Sunday, August 4, 2013

torn open adventure

lion rose

You that come to birth and bring the mysteries,
your voice-thunder makes us very happy.
Roar, lion of the heart,
and tear me open.

~Rumi (translation by Coleman Barks)

I had a great day yesterday, Sitting with the Sufis with dear Joe Z. We listened to a lot of poetry by Rumi and some by Hafiz, but this was the poem that most spoke to me. There are days that I feel like I'm being torn open against my will and days where it feels like the best form of liberation.

Rollo May touches on some of this in his Courage to Create that I quoted from last week. There's a whole section about the anxiety of creating that really rang true for me and interestingly mirrors the theme of tearing open in the reference to Prometheus whose punishment for giving fire to mankind was to have an eagle (the symbol of Zeus) feast upon his liver (considered then to be the seat of emotions rather than the heart) each day only to grow back to be eaten again the next:

"The experience of encounter also brings with it anxiety. I need not remind you, after our discussion of Giacometti's experience, of the 'fear and trembling' of artists and creative people in their moments of creative encounter. The myth of Prometheus is the classical expression of this anxiety. W.H. Auden once remarked that he always experiences anxiety when he writes poetry except when he is 'playing.' Playing may be defined as an encounter in which anxiety is temporarily bracketed. But in mature creativity, anxiety must be confronted if the artist (and the rest of us who benefit from his work later on) is to experience the joy in creative work."

"Creative people, as I see them, are distinguished by the fact that they can live with anxiety, even though a high price may be paid in terms of insecurity, sensitivity, and defenselessness for the gift of the 'divine madness,' to borrow the term used by the classical Greeks. They do not run away from non-being, but by encountering and wrestling with it, force it to produce being. They knock on silence for an answering music; they pursue meaninglessness until they can force it to mean."
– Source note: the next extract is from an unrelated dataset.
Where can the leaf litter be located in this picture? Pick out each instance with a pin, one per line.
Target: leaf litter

I've often pondered the shift from my obsession with Finnegans Wake to Buddhism in 2004. They seem interlinked. I will admit that I'm no stranger to creative anxiety and I wonder if my creative exploration of the Wake has been on pause, because it does feel like a pause to me, albeit a long one, in order for me to learn the tools to help me ride the waves of anxiety so I can better enjoy the whole process. To hear the roar of the lion and feel "very happy." I feel like the meditation practice and its encouragement to stay with whatever is happening is what I've needed.

Before you get your hopes up, dear friends, I don't see the project continuing in pop-up book form. That obsession seems to have run its course, but I do have some other ideas that may also delight you?